Besprochen werden Erica von Moellers Film "Fräulein Stinnes fährt um die Welt", einige neue DVDs, Konzerte des Festivals "Klangspuren" in Tirol und Bücher, darunter Aravind Adigas neuer Roman "Zwischen den Attentaten" (mehr hier) und Alexander Waughs Geschichte der Familie Wittgenstein (Leseprobe).

FAZ, 14.09.2009

In Israel streitet man um den Kafka-Nachlass, berichtet Jakob Hessing. Max Brod hatte Manuskripte mit nach Palästina genommen und dann seiner Sekretärin vermacht, die Forschern systematisch den Zugang verweigert hätte. Jetzt starb die Dame und der Journalist Ofer Aderet recherchierte für Ha'aretz, was aus den Manuskripten geworden ist (seine Artikel finden Sie hier, hier, hier, hier und hier). Ein Teil war offenbar - gegen israelisches Recht - nach Deutschland verkauft worden: "Aderets Enthüllungen machten Furore und riefen die Jerusalemer Nationalbibliothek auf den Plan. Denn Hoffe hatte nicht nur das Andenken ihres verstorbenen Geliebten verletzt, sondern auch das israelische Gesetz: Seit 1955 muss die Ausfuhr von historisch wertvollen Kulturgütern mit dem israelischen Staatsarchiv abgesprochen werden, aber Hoffe hat das nie getan."

Oliver Jungen ärgert sich zwar über den Auftritt des ehemaligen chinesischen Botschafters in Deutschland Mei Zhaorong beim Frankfurter China-Symposium zwar unerhört, fand es am Ende aber doch okay, dass die Veranstaltung nicht abgebrochen wurde: "Im Übrigen gehört zur Kulturdiplomatie die Wechselseitigkeit: Man wird sich wohl doch alles anhören müssen, was man im Zweifel der Gegenseite ins Gesicht sagen will."

Weitere Artikel: Irmy Schweiger berichtet über weitere Veranstaltungen auf dem Symposium. Christian Thielemann erklärt im Interview mit Julia Spinola, dass wenn der Münchner Stadtrat ihn nicht für die Philharmoniker haben will, er auch an die Met, nach Covent Garden, zum Gewandhaus oder dem Philharmonia Orchester gehen kann; und Dresden wäre auch sehr schön, danke. In der Glosse nimmt Kerstin Holm den neuen Generalplan für die Moskauer Stadtentwicklung aufs Korn. Michael Althen ist nicht unzufrieden mit den Preisen in Venedig (so viel mit deutschem Geld produzierte Filme!), hätte gern aber auch einen Preis für Brillante Mendozas Film "Lola" gesehen. Ingeborg Harms wirft einen Blick in deutsche Zeitschriften. Gerhard Stadelmaier meldet, dass die "Werkstatt-Tage" für junge Autoren am Wiener Burgtheater mangels Qualität abgesagt wurden. Felicitas von Lovenberg kündigt als nächsten Vorabdruck in der FAZ eine Novelle von Siegfried Lenz an.
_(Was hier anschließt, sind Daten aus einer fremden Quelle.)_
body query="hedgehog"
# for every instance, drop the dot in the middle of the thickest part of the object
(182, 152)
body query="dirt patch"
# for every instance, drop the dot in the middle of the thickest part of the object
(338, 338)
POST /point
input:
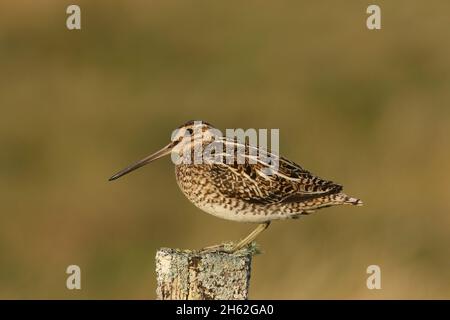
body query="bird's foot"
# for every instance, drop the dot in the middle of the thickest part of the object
(230, 248)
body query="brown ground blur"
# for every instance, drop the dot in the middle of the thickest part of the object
(368, 109)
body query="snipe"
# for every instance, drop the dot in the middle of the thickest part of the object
(243, 191)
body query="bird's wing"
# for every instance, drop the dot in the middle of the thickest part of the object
(257, 181)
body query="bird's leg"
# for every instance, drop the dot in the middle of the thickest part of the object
(252, 236)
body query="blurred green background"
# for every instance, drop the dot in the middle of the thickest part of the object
(368, 109)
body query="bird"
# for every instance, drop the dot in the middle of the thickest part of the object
(249, 190)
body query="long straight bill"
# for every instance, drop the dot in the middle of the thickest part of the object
(161, 153)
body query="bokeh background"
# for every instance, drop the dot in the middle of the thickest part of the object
(368, 109)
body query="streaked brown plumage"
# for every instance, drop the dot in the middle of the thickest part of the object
(247, 192)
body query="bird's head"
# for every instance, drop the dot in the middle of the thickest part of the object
(183, 140)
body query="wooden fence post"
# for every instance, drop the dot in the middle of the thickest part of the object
(200, 275)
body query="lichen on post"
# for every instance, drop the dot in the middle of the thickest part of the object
(203, 275)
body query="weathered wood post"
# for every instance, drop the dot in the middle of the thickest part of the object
(203, 275)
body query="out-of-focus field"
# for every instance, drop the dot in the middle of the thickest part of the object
(368, 109)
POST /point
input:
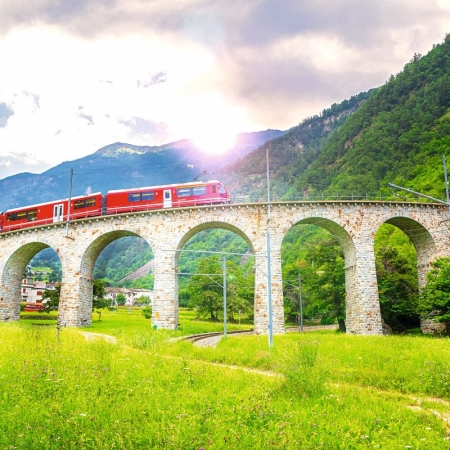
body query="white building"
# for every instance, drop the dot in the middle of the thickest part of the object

Besprochen werden die Dramatisierung von Zolas Roman "Das Geld" am Düsseldorfer Schauspielhaus, Choreografien auf den Spuren von Balanchine am Amsterdamer "Het Muziektheater" und Bücher, darunter Ilija Trojanows und Juli Zehs Streitschrift "Angriff auf die Freiheit. Sicherheitswahn, Überwachungsstaat und der Abbau bürgerlicher Rechte" (mehr in unserer Bücherschau heute ab 14 Uhr).